Dias e dias de cama.  Semanas de recuperação.  Meses de retorno à saúde.
É como se o universo tivesse *puxado o tapete* e lhe dissesse:
-Sossegue!  Você precisa parar um pouco.  Deixe que os outros cuidem de você e de seus afazeres.  Depois você retorna.  Renovado e cheio de lições.

Você acha que podemos dar o mesmo sentido?

Obrigada!!!!


----------



## Mangato

Obrigado Vanda. Isso aquí conhece-se por " _le están moviendo la silla_" Estanlhe a mover a cadeira. Também _segar la hierba debajo de los pies_.

Pero no veo que tampoco este significado encaje mucho en el contexto

MG


----------



## Vanda

_dias e dias de cama.  Semanas de recuperação.  Meses de retorno à saúde.
É como se o universo tivesse *puxado o tapete* e lhe dissesse:_

Sim, é isso mesmo, o universo conspirando contra a pessoa, tirando-lhe o chão, fazendo-a cair.

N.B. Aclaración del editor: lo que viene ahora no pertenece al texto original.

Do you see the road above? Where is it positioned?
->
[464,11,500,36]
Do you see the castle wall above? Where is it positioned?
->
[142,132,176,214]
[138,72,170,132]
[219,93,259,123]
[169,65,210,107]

Afinal dias e dias de cama, semanas de recuperação e meses até voltar até ter saúde de novo é desestruturar a pessoa, é tentar derrubá-la e tirar o chão firme em que a pessoa pisa.


----------



## chay73

En Perú diríamos: "moverle el piso a alguien" o "cerrucharle el piso a alguien"


----------



## salteña

chay73 said:


> En Perú diríamos: "moverle el piso a alguien" o "cerrucharle el piso a alguien"


más bien serrucharle el piso, o también serrucharle las patas de la silla o simplemente serrucharle las patas (de serrucho, herramienta de carpintería usada para cortar madera)

En Uruguay, en el contexto de Samanamark, diríamos "mover el piso". "Serruchar las patas", aunque parecido, se aplica mejor cuando el objetivo es perjudicar a alguien, especialmente cuando se desean las ventajas del otro.


----------



## Ediroa

¿Podría traducirse como "poner la zancadilla"?


----------



## salteña

Hola Ediroa: Qiuzá en el contexto de Samanamark pueda usarse esa expresión, aunque en Uruguay decimos "hacer una zancadilla". De todos modos hay que ser cuidadoso con el uso de localismos en las traducciones. Yo diría  "Es como si el universo te hubiera desequilibrado y te dijera: !Tranquilo!"


----------



## samanamark

WOW!!!

essa é muito boa!!!

Obrigada!!!!





Vanda said:


> _dias e dias de cama.  Semanas de recuperação.  Meses de retorno à saúde.
> É como se o universo tivesse *puxado o tapete* e lhe dissesse:_
> 
> Sim, é isso mesmo, o universo conspirando contra a pessoa, tirando-lhe o chão, fazendo-a cair. Afinal dias e dias de cama, semanas de recuperação e meses até voltar até ter saúde de novo é desestruturar a pessoa, é tentar derrubá-la e tirar o chão firme em que a pessoa pisa.



EXCELENTE!!!!

COMBINA MUY BIEN CON LA PLUMA DEL AUTOR!!!


gRACIAS!!!!!




salteña said:


> Hola Ediroa: Qiuzá en el contexto de Samanamark pueda usarse esa expresión, aunque en Uruguay decimos "hacer una zancadilla". De todos modos hay que ser cuidadoso con el uso de localismos en las traducciones. Yo diría  "Es como si el universo te hubiera desequilibrado y te dijera: !Tranquilo!"


----------



## Ediroa

¿Qué tal algo más poético como "_es como si el universo conspirase en tu contra_"?




PD. Aquí también se dice hacer/poner la zancadilla


----------



## salteña

Me parece perfecto.


----------